Ecosystems are so complex that we have no way of predicting how the removal of a single species will affect the rest of the system. It could cause a total collapse. The continuing loss of species poses what Norton calls a zero-infinity risk, the same sort of problem we face with nuclear reactors. Reactors may operate with perfect safety for years, but if one does melt down, the effects will be catastrophic. So we may take species from a system with little apparent effect, until we take one too many and disaster follows.

The effects of species removal may not be apparent for a long time. Norton points out that the mass extinction that ended the reign of the dinosaurs may have begun with a single event, the impact of an asteroid on the earth. But it took 40,000 years, the blink of an eye in geological terms but a very long time in human terms, for the effects of the collision to work their way through living systems.

An ecological view of life and our place in it, Norton writes, recognizes that humans are evolved animals and that evolution, the process that created us, "works within almost unbelievably complex and interrelated organic systems." Our awareness of that complexity should lead us to approach nature with humility and to seek harmony with it. "It is good, in this view," Norton writes, "to do things in a way that mimics nature's patterns; it is good to promote the natural processes that . . . produce greater diversity; it is good to introduce alterations slowly enough to allow nature to react."

Of course, some believe that we should protect other living things because they have the same intrinsic worth we do. They should be considered ethically as ends in themselves just as we are.

Norton sees two problems with this view. First, why are other creatures the same as us? Some animal-rights believers say it is because animals can feel pain and pleasure just as we do. This formulation leaves plants out of the ethical picture, even though they certainly can't be left out of ecosystems. Second, humans have rights as individuals. If other living things have the same rights, they must be treated as individuals and not as members of species. And then we cannot, for example, legitimately kill cowbirds to prevent them from parasitizing the endangered Kirtland's warbler, for cowbirds have as much right to live as Kirtland's warblers do. The animal-rights approach protects individual animals, but it provides no basis for protecting the ecosystems that sustain all life.

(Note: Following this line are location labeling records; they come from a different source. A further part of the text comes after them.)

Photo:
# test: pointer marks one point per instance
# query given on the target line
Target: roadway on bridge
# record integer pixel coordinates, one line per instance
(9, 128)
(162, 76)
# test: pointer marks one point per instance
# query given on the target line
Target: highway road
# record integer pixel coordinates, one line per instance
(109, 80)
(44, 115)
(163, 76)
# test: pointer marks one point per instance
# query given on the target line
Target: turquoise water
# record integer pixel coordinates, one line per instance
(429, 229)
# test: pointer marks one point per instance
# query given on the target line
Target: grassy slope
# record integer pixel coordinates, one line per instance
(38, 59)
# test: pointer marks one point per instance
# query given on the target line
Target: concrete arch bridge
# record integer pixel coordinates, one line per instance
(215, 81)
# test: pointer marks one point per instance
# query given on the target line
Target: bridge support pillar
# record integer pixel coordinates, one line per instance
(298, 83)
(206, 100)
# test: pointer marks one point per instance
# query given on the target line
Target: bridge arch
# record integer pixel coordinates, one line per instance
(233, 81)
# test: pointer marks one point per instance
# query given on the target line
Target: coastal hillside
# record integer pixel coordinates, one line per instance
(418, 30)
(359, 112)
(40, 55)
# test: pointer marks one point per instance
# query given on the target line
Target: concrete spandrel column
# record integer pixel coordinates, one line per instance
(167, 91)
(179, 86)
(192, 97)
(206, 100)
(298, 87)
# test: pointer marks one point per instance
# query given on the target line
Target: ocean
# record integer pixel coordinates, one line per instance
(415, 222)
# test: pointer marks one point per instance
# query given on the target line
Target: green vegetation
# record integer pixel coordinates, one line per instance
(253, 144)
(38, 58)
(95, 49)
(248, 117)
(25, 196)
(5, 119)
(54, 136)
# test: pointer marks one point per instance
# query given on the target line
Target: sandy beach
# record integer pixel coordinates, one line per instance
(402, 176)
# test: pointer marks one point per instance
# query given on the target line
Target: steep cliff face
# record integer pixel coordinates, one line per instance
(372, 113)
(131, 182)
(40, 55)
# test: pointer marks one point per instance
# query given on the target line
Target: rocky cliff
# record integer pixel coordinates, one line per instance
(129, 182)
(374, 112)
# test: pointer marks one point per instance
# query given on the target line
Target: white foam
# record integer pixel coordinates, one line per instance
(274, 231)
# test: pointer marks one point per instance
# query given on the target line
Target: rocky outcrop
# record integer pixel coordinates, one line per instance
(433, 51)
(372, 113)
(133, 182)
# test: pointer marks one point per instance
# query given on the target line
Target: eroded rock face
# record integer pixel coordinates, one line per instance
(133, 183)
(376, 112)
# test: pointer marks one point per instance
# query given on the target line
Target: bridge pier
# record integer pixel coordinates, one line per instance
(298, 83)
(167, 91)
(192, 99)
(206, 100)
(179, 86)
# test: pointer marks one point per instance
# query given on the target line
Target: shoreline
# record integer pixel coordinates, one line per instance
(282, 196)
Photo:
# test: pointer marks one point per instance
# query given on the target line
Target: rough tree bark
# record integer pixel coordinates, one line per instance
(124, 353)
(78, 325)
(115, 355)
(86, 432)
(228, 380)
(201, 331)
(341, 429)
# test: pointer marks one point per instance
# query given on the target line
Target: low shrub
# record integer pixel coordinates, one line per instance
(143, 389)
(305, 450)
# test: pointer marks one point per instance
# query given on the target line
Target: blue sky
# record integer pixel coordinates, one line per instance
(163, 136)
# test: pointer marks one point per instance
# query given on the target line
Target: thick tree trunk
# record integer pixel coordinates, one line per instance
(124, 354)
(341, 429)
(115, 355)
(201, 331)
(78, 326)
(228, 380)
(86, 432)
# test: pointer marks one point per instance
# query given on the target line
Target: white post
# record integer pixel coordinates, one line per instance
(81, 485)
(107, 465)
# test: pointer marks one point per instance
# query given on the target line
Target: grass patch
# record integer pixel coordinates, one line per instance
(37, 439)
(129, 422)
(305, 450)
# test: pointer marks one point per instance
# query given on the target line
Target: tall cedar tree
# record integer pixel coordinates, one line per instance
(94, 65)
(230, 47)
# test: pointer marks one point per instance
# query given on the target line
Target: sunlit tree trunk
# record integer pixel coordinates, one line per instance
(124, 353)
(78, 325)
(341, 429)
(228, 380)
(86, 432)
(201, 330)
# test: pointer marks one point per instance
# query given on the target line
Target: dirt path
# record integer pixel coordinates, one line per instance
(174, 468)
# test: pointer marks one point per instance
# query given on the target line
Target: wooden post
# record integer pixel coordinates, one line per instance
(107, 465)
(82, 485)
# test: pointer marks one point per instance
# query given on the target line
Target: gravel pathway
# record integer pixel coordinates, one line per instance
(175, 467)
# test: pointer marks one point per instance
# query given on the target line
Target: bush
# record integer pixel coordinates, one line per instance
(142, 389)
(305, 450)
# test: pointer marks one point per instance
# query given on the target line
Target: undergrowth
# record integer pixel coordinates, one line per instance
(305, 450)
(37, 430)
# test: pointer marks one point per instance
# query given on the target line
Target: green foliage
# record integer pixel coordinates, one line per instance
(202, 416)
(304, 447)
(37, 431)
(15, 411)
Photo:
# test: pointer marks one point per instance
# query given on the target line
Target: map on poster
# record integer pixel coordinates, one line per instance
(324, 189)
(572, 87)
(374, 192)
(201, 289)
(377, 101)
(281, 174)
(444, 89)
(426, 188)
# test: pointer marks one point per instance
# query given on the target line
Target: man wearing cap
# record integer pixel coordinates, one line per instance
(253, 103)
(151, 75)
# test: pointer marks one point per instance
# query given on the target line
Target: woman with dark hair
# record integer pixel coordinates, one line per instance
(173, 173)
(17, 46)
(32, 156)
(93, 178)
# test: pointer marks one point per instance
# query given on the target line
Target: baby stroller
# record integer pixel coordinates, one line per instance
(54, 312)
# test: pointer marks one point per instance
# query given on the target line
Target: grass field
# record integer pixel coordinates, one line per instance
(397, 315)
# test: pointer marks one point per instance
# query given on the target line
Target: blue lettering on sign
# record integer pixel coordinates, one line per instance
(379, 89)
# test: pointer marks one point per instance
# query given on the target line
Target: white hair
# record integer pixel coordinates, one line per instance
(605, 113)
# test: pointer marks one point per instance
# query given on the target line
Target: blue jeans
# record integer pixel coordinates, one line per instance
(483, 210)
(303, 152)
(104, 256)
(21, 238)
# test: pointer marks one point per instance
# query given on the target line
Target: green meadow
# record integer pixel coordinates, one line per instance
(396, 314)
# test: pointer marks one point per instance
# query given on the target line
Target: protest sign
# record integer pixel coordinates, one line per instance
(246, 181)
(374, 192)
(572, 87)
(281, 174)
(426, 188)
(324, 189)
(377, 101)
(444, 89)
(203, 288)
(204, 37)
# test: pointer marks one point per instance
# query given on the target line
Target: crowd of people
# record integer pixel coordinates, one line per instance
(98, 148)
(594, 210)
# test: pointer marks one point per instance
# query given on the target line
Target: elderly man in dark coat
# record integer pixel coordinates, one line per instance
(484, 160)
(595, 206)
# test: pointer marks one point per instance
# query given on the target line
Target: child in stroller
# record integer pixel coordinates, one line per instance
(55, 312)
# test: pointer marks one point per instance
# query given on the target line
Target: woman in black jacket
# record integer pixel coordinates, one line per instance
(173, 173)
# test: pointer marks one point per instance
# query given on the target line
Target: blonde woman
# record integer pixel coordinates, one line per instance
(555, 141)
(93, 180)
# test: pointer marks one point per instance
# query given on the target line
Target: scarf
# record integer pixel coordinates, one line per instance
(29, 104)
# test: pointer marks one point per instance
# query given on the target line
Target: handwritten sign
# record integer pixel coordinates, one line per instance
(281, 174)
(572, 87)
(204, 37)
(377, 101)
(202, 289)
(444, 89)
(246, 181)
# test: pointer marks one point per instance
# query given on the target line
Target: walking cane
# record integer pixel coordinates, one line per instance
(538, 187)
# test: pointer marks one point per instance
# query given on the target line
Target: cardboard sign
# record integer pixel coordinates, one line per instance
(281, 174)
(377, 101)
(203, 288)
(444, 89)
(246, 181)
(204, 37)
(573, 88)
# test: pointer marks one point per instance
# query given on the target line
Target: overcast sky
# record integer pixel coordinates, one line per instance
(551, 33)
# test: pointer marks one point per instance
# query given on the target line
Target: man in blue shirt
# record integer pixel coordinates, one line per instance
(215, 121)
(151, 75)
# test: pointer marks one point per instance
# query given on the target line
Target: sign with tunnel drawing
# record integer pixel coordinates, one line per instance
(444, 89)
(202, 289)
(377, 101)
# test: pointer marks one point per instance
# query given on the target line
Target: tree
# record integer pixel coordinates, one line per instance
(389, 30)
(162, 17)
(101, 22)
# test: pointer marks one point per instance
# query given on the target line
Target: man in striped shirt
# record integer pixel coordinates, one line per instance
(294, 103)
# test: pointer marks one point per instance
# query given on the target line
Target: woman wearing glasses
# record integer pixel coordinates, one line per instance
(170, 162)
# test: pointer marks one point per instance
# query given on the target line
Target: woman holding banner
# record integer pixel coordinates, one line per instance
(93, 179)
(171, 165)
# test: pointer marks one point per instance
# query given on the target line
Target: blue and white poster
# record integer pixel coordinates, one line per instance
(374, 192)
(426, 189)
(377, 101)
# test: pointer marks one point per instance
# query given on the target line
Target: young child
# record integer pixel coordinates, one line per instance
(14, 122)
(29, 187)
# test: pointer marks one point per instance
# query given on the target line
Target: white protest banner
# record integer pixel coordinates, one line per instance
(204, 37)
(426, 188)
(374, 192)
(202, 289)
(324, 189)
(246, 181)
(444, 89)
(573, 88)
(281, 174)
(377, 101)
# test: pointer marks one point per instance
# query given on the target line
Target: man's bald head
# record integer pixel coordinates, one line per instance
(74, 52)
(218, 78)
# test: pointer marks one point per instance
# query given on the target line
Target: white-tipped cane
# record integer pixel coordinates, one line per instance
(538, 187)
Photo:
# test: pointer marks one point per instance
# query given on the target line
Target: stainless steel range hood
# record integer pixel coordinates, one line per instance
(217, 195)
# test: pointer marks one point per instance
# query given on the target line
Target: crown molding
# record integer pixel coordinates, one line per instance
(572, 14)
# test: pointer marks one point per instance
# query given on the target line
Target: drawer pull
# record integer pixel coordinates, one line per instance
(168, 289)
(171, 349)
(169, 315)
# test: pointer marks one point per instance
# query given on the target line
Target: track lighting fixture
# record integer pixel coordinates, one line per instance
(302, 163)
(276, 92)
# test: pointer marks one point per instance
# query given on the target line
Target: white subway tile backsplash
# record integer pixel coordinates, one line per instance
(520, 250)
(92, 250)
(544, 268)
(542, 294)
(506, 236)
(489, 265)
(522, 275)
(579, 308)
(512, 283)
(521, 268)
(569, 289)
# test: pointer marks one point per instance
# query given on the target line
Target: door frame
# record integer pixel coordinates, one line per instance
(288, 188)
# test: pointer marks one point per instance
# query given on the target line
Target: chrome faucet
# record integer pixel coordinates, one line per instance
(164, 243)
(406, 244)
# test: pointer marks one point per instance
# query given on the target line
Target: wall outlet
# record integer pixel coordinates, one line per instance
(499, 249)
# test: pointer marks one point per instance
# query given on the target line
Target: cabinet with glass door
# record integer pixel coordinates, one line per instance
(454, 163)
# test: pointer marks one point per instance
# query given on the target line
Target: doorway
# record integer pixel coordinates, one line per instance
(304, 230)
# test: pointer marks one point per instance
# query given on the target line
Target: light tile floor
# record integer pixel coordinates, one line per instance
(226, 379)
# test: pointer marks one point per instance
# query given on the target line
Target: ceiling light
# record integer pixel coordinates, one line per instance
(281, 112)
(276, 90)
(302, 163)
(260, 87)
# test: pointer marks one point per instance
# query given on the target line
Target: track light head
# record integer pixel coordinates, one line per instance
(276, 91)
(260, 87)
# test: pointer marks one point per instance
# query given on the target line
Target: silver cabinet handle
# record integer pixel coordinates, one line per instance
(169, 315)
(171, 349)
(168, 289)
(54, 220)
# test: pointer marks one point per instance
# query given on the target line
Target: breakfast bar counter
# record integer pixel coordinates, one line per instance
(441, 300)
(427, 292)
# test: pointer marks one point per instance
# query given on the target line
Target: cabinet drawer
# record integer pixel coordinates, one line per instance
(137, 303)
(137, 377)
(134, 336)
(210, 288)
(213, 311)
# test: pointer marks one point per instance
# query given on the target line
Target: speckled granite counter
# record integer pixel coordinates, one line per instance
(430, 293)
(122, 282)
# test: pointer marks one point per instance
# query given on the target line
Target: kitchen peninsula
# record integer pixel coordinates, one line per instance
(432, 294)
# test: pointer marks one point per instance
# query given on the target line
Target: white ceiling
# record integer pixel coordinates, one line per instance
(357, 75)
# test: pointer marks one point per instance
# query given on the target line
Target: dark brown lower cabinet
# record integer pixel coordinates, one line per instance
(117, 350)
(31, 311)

Ultimately, Norton's answer to our preservation problems is simple: We protect species by protecting habitats. Rather than compiling a list of endangered species and then working out protection plans on a species-by-species basis, we should seek to protect the full range of habitats within regions. In Illinois we would look to protect examples of the full range of prairie types, from the dry sandhill prairies to wet prairies. We would protect wetland types such as marshes and bottomland forests. We would protect oak savannas, and in the south, large blocks of forest.

Of course things are so bad in Illinois that we will have to create some of these places before we can protect them. But if we can, by preservation and restoration, protect adequate acreage of all these habitat types, our multitudinous endangered species will no longer be in danger.